ENSAIO SOBRE A MUDEZ

Por Danilo Sili Borges 

Na realidade, não pretendo produzir um ensaio, mas como em todas as semanas, uma crônica modesta que não exceda muito a paciência do leitor. O título ocorreu pelo tema que me fez associá-lo às obras: Ensaio sobre a cegueira, Ensaio sobre a lucidez e As intermitências da morte, do saudoso José Saramago, prêmio Nobel de literatura.

“Seriam necessários 320 dias de silêncio caso fosse feito um minuto de silêncio para cada vítima da Covid-19 no Brasil”, afirmou a Dra. Luana Araújo em seu competente depoimento na CPI, nesta semana.

Logo imaginei, ao modo de Saramago, um ano sem ouvirmos vozes humanas. Somente os bebês teriam direito ao choro e os doentes às lamentações e gemidos incontroláveis. O gênio literário de Saramago levaria a situação a limites inimagináveis, sabendo associar a vitalidade do maligno vírus aos tons destemperados que os políticos brasileiros emitem em agressões desmedidas uns aos outros e aos convidados e convocados a depor, tornando as belas salas em coliseu de luxo, arenas sem ética ou regras no irrespirável parlatório republicano. O romancista português, mordaz crítico de costumes e implacável com os prepotentes, teria matéria farta para saudar a mudez em benefício da vida e em respeito aos que se foram.

Não sei dizer se a mais válida homenagem de respeito às vítimas da pandemia é o silêncio sepulcral de um país de 214 milhões de amedrontados e desassistidos cidadãos por um ano, ou se é o respeito a vivos e mortos pelo trato respeitoso, honesto e digno a que cada um de nós tem direito, simplesmente por sermos humanos, pela representação política do país.

Que semana! Chego aos 80 anos vendo um Senador da República, agredindo, com chicote na língua uma senhora, a quem ele não permitia que gemesse; vi soldados cegando propositadamente cidadãos que estavam nas ruas do Recife protestando, ou não, contra o que quer que fosse no exercício legítimo da cidadania; vi, como tenho visto, a toga desrespeitada ao entrar no impróprio debate político-ideológico-partidário pelos altos magistrados a quem caberia zelar pela sua isenção; assisti penalizado, generais saindo dos quartéis para ajudarem na instabilidade que romperá em breve um projeto de democracia que abnegados vêm tentando implantar no Brasil. Presenciei a rudeza, a falta de educação, o primarismo de ideias como argumento político. Que tristeza! Que semana!

Tenho vergonha quando tenho que explicar a amigos estrangeiros com os quais me correspondo há anos, que discussão é essa que se trava no Brasil entre os que acreditam na ciência e os que não acreditam.

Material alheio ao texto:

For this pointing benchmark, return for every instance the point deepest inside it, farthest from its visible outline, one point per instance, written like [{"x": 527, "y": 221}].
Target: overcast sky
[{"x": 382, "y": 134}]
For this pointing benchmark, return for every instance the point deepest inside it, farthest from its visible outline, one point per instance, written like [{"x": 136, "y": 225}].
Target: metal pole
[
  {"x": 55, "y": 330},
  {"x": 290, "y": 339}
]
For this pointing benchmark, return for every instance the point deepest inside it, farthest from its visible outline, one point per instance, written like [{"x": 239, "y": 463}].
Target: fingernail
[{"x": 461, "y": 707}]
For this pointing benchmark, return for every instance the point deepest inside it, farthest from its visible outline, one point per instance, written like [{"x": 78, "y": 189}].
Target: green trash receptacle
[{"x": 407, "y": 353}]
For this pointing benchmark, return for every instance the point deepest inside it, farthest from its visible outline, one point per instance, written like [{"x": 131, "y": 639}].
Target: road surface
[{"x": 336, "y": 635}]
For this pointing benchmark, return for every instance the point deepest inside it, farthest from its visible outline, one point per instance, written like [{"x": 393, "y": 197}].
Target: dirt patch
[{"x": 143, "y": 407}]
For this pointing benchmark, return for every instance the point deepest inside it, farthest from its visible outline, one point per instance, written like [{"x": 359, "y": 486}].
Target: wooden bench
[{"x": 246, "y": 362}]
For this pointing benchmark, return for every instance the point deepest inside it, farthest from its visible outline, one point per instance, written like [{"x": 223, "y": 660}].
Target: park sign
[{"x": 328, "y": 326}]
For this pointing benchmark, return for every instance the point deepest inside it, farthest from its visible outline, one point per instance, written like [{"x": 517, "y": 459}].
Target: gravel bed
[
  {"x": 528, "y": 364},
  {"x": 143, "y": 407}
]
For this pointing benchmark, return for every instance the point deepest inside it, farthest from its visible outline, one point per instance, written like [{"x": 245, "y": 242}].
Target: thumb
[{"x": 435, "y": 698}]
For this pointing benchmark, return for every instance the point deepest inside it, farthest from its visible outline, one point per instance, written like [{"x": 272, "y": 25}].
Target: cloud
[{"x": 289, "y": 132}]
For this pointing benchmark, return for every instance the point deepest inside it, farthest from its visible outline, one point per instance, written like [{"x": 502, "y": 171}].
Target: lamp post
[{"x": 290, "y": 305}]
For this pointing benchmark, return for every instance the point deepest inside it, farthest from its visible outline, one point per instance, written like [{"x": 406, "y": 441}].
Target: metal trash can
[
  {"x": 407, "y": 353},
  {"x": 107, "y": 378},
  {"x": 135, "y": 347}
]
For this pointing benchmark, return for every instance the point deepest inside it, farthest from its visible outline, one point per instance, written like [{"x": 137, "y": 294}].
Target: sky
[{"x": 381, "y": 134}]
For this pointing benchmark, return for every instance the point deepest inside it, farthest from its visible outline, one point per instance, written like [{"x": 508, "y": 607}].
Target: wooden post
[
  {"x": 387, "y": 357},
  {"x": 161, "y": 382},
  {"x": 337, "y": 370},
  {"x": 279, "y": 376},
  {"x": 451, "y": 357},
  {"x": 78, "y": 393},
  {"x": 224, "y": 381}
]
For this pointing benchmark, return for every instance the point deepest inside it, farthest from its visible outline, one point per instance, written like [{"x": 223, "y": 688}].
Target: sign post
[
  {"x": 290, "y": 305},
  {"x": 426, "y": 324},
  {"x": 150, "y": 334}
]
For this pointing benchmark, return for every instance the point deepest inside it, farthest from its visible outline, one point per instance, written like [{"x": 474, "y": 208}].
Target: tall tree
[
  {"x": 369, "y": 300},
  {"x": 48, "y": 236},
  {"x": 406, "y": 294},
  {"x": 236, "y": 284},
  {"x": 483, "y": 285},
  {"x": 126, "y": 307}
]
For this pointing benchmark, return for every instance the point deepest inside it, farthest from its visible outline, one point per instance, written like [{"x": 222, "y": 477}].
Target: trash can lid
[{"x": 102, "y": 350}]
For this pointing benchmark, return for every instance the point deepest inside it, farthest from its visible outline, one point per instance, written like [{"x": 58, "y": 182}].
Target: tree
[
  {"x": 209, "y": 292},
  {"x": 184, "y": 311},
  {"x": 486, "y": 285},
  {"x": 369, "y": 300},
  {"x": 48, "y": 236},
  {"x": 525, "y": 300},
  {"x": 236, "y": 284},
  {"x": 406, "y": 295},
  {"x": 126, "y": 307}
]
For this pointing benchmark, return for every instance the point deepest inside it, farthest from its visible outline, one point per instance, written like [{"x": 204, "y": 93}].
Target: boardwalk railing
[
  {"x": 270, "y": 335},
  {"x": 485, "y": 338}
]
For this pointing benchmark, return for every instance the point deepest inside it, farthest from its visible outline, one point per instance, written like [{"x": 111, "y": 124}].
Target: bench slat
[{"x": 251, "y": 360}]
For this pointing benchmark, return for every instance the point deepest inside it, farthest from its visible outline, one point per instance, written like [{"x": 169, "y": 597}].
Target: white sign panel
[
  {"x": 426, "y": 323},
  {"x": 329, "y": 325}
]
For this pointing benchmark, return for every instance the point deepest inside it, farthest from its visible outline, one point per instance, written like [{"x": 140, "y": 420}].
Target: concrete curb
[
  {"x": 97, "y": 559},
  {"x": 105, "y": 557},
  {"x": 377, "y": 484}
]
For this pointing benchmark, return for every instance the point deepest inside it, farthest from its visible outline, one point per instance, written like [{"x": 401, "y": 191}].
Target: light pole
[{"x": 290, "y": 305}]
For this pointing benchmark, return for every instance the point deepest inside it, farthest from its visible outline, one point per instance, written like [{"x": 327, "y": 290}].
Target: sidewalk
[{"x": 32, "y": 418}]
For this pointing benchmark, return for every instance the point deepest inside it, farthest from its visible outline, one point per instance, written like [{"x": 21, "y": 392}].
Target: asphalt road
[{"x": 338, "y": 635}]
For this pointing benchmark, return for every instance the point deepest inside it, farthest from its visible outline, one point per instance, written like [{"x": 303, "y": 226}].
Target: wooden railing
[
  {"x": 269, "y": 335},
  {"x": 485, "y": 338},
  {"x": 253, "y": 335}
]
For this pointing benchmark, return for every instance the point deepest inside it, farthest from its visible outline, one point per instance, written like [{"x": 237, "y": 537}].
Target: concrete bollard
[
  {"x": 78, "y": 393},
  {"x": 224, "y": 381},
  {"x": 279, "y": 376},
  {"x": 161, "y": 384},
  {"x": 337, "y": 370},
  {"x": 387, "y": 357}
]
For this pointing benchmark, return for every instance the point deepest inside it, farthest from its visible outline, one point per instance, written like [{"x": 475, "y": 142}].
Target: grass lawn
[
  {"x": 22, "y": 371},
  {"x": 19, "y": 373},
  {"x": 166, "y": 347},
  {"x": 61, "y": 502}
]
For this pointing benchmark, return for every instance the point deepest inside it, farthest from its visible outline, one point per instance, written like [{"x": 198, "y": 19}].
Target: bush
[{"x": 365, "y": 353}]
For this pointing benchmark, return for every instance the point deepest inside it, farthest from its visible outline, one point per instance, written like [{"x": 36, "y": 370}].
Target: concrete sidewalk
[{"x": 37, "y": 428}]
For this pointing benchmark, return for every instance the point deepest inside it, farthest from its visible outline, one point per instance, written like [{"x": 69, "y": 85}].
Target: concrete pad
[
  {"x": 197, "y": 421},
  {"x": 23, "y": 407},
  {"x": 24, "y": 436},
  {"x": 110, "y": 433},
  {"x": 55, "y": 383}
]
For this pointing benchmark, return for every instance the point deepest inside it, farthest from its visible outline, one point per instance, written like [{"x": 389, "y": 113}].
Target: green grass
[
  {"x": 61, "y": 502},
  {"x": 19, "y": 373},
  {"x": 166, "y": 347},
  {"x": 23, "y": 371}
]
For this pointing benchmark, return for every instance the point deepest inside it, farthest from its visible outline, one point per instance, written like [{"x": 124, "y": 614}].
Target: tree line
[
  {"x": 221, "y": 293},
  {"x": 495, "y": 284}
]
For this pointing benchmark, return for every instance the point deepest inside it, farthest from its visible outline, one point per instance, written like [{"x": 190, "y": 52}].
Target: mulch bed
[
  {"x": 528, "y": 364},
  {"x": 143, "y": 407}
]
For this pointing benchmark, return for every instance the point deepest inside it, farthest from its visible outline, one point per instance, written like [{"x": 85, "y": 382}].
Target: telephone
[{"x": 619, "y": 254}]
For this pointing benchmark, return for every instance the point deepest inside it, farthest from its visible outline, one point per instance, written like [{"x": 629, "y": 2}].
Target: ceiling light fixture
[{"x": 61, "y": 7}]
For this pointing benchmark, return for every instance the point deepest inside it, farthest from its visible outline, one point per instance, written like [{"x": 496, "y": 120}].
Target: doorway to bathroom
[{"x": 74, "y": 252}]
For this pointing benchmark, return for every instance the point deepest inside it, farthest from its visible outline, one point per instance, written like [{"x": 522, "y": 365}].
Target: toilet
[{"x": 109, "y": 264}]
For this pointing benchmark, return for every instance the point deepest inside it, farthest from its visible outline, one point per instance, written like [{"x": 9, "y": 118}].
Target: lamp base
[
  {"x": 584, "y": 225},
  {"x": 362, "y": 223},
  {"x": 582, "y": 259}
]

E então eles me perguntam, “e estes que não acreditam em ciência, acreditam em quê?” e constrangido eu tenho que lhes responder: “no presidente da República”.

Penso mesmo, Dra. Luana, em pular de uma borda da Terra plana, a que você se referiu, na abertura da sua participação, para fugir dos constrangimentos das manifestações medievais, pré-iluministas a que sou obrigado a acompanhar, mas que infelizmente não é possível, eles não sabem, mas a Terra é redonda.

Minha combalida esperança se renovou quando vi a coragem, a competência, o desinteresse por cargos ou vantagens de uma jovem senhora, de uma médica, que acredita, como não poderia deixar de acreditar, na ciência e que calou a boca dos inquisidores da nossa fraca representação política.

É preciso resistir ao obscurantismo, aos extremismos ideológicos-oportunistas, aos agentes ativos e passivos da corrupção endêmica, cuja tática é nos manter, a nós, o povo, amedrontados, acuados sob o argumento do pior, de nos tornarmos Venezuela, ou Cuba, ou Coreia do Norte pela esquerda, ou Hungria, ou Bielorrússia ou qualquer outra porcaria pela direita extrema onde liberdades são suprimidas e direitos vilipendiados. Obrigam-nos a andar no túnel escuro do trem fantasma do circo de horrores. Queremos luz, ar puro, liberdade para pensar, educação e respeito no convívio mútuo. Política civilizada sem gabinetes de ódio que a tudo contaminam até os próprios odientos.

Vamos cuidar dos nossos doentes, imunizar pela vacinação toda a população e valorizarmos o conhecimento, a paz, a educação. Basta de estupidez, grosseria, violência.

Na etapa em que estou, sei muito bem que a vida não vale a luta por objetivos inglórios, mas vale pela democracia e pela liberdade.